Mercado en alerta: El crudo Brent y WTI rompen techos históricos por conflicto en Oriente Medio.
El precio del petróleo superó los $100 por barril este domingo, un nivel no visto desde hace tres años. El repunte obedece a la escalada militar con Irán y al riesgo de desabastecimiento desde el Golfo Pérsico, zona que concentra el 20% del suministro global.
El barril de Brent, referencia internacional, escaló hasta $107.97, un salto del 16.5% frente al viernes ($92.69). Por su parte, el West Texas Intermediate (WTI), clave para EE.UU., alcanzó $106.22, con un aumento del 16.9% desde su último cierre ($90.90). Estos números se suman a los registros de la semana pasada, cuando el WTI subió cerca del 36% y el Brent un 28%, en medio de un conflicto que ya cumple dos semanas y paraliza a productores clave.
El estrecho de Ormuz, vía por donde transitan 15 millones de barriles diarios (datos de Rystad Energy), se convirtió en el punto crítico de la crisis. La amenaza de misiles y drones iraníes ha frenado el tránsito de petroleros, afectando exportaciones de Arabia Saudita, Kuwait, Irak, Catar, Baréin y Emiratos Árabes Unidos.

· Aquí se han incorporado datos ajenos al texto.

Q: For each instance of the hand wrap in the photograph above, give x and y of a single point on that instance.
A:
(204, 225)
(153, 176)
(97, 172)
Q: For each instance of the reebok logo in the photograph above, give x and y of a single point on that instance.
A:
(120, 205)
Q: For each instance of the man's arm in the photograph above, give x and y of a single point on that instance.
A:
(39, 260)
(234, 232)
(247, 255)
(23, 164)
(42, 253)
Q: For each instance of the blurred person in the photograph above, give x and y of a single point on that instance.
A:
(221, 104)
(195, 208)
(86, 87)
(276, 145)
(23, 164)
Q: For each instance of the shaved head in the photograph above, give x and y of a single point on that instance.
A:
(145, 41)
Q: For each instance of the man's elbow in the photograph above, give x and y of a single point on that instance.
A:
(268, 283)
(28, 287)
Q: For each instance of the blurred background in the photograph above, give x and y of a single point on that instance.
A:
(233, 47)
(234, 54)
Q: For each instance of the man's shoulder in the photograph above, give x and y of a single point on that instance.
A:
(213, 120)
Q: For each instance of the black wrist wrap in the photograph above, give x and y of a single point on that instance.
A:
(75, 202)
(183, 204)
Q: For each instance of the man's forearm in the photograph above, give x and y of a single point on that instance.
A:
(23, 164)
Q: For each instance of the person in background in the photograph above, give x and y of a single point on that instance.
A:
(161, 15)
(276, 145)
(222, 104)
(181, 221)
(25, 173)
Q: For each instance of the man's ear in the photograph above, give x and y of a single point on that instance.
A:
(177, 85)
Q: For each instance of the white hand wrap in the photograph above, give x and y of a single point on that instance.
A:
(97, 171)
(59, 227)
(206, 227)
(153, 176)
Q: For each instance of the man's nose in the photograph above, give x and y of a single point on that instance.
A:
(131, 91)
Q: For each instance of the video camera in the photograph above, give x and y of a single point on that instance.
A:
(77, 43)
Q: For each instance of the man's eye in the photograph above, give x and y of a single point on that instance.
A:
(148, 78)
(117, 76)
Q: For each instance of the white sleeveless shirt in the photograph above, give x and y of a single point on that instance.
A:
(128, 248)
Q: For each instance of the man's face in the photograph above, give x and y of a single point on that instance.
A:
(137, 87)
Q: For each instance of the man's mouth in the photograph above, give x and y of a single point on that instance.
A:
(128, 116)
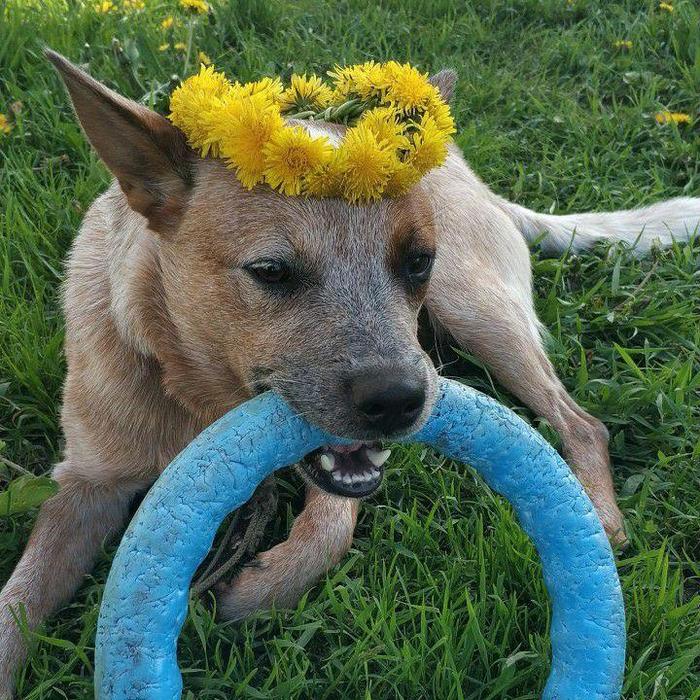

La reducción del flujo obligó a países como Irak, Kuwait y Emiratos a recortar su producción, mientras sus tanques de almacenamiento colapsan. La tensión se agudizó tras los ataques a infraestructuras energéticas iraníes: Teherán denunció bombardeos israelíes contra depósitos en su capital y una terminal petrolera, con un saldo de cuatro muertos. Israel alegó que esas instalaciones financiaban misiles iraníes.
Efectos en cadena: desde el surtidor hasta la geopolítica
El presidente del parlamento iraní, Mohammad Bagher Qalibaf, advirtió que una guerra prolongada podría «devastar» la industria petrolera del país, que exporta 1.6 millones de barriles diarios, principalmente a China. Una interrupción forzaría a Pekín a buscar alternativas, aumentando la presión sobre un mercado ya tensionado.
En EE.UU., los consumidores ya sienten el golpe: el galón de gasolina regular subió a $3.45 (+47 centavos en una semana), mientras el diésel alcanzó $4.60 (+83 centavos). El expresidente Donald Trump minimizó el impacto, tildándolo de «pequeño precio» por la seguridad global, y aseguró en Truth Social que el costo es temporal si se neutraliza la amenaza nuclear iraní. En contraste, el secretario de Energía de EE.UU., Chris Wright, prometió en CNN que los precios de la gasolina caerán bajo los $3 por galón «en poco tiempo».
¿Hacia dónde va el mercado?
Analistas de Goldman Sachs prevén que el Brent podría superar los $120 por barril si el conflicto se extiende. Mientras, la OPEP+ evalúa nuevos recortes de producción para estabilizar los precios. La volatilidad, sin embargo, dependerá de dos factores clave: la duración de las hostilidades y si actores como Rusia o Venezuela llenan el vacío con mayores exportaciones.
Países importadores ya buscan alternativas. India aumentó sus compras de crudo ruso, y Europa explora fuentes en África y América Latina. Pero ninguna opción iguala la escala ni la logística del petróleo del Golfo Pérsico. El escenario evoca la crisis de 1973, cuando el embargo árabe disparó los precios y desencadenó una recesión global. Aunque hoy el mercado es más diversificado, la dependencia de Oriente Medio sigue siendo un punto débil para la economía mundial.
¿Podrá la diplomacia frenar la escalada antes de que el petróleo rompa nuevos récords? La respuesta no solo definirá el precio en las gasolineras, sino también la inflación y el crecimiento económico en los próximos meses.